Una filosofía castrense a ultranza, donde se consideraba al prisionero que se había rendido como un subhumano, al que se podía esclavizar, matar de hambre o ejecutar por la más mínima falata, y que convirtió a los campos de prisioneros japoneses en auténticos campos de exterminio... y que les llevó a pensar a muchos que si ellos trataban así a sus prisioneros el enemigo debería obrar de las misma manera, simplemente por venganza.

Una idea que explica claramente porqué muchos civiles militares japoneses prefirieron el suicidio antes de sufrir ellos mismo lo que habían infligido a otros.

No es que los americanos fueran unos santos. La guerra del pacífico, por ambos bandos, fue una guerra racista, donde cada bando imaginaba al otro con rasgos animales, y por tanto exterminable como se piensa de los ratones y las cucarachas. De forma espontánea, debido a ese racismo subyacente y al modo de combatir de los japoneses, del que la rendición estaba excluida y el combate continuaba hasta la muerte, las unidades de combate americanas adoptaron una política de no prisioners, desobedeciendo las instrucciones de sus mandos...y donde estos mismos decidieron que valía más que murieran japoneses, sin importar cuantos fueran, mientras no cayeran americanos.

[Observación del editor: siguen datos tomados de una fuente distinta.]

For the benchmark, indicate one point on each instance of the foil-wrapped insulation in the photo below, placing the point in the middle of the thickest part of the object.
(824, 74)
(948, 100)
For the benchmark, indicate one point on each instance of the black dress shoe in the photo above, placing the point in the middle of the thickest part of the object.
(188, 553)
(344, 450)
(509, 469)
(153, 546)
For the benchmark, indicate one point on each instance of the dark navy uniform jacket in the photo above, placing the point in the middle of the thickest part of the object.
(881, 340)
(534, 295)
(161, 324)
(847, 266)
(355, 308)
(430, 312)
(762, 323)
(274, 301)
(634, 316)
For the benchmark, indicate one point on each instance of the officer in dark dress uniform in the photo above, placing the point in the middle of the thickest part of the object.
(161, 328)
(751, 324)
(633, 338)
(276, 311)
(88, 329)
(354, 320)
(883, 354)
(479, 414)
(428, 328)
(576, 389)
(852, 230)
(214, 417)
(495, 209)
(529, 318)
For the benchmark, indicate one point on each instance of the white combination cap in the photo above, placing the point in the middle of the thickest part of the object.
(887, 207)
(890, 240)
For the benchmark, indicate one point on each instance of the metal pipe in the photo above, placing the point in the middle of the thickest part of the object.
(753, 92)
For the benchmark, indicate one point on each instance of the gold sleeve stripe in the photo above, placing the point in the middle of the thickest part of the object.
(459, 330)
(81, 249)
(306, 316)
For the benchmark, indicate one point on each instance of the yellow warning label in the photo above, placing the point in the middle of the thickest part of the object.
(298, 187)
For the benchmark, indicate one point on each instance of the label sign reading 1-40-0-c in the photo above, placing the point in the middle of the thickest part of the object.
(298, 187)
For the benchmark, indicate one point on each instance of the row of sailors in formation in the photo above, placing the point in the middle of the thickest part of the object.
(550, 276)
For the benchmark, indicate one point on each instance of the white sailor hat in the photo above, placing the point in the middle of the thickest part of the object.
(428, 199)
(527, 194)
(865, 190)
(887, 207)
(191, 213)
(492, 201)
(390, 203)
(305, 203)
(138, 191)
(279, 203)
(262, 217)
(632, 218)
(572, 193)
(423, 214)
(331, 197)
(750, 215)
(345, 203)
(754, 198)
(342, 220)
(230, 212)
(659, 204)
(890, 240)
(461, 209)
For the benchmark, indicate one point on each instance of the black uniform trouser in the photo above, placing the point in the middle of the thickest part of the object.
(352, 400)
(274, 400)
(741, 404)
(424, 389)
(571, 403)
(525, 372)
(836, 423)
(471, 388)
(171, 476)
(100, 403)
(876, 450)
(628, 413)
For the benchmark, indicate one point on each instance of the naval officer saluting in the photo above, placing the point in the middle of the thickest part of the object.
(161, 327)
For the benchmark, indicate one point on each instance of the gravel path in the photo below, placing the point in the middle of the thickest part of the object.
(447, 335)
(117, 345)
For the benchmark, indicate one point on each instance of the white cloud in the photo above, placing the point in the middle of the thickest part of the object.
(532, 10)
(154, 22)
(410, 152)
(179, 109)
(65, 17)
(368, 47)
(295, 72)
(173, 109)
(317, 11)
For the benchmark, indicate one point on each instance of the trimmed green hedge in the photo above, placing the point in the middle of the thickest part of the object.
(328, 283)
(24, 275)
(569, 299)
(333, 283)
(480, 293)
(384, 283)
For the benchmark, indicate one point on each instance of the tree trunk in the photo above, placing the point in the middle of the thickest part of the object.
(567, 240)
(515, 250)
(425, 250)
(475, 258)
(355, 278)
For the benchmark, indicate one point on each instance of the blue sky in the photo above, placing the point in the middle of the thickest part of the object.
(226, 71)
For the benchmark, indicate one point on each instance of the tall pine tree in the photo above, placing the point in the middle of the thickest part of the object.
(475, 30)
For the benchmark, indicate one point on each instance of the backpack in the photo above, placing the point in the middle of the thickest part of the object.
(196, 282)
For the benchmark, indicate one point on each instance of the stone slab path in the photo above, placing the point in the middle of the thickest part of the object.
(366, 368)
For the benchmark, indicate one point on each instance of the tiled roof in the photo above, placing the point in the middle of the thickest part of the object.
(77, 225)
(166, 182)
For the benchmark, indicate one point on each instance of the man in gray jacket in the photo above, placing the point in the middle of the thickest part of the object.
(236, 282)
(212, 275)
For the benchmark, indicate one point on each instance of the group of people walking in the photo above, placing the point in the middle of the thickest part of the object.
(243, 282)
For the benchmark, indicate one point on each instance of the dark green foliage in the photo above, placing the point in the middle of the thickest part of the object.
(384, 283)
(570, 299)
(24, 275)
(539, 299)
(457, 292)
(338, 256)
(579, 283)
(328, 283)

Una guerra en fin donde la crueldad, la brutalidad, la deshumanización del enemigo se convirtieron en una constante hasta el último momento de la guerra, como ocurriera en Okinawa, en el verano de 1945, donde más de 20.000 civiles japoneses murieron en una batalla confusa que no sirvió para nada, excepto para alargar más la agónía previa a una muerte inevitable.

Una batalla, sin embargo, donde muchos japoneses ya se daban cuenta sin lugar a dudas de que la guerra estaba perdida. El punto de inflexión en el que muchos dejaron de creer en la propaganda de su gobierno y abandonaron la ideología con que les habían lavado el cerebro.

El momento en que empezaron a rendirse.

El momento también en que los americanos descubrieron que el enemigo también era humano, al tener que tratar con ellos, como bien ilustra la serie.

Many americans, at the end of their great advance across the Pacific, had now seen that the animals, the faceless fanatics, eager to die for their emperor, were humans beings like themselves.

"They showed kindness to their own people too, which we didn't really think they could, you know, life was just cheap to them, which was not true, they showed a lot of kindness to their own wounded, you know, took them on their backs, two or three were carrying, they were weak themselves, you know, so they were people just like us."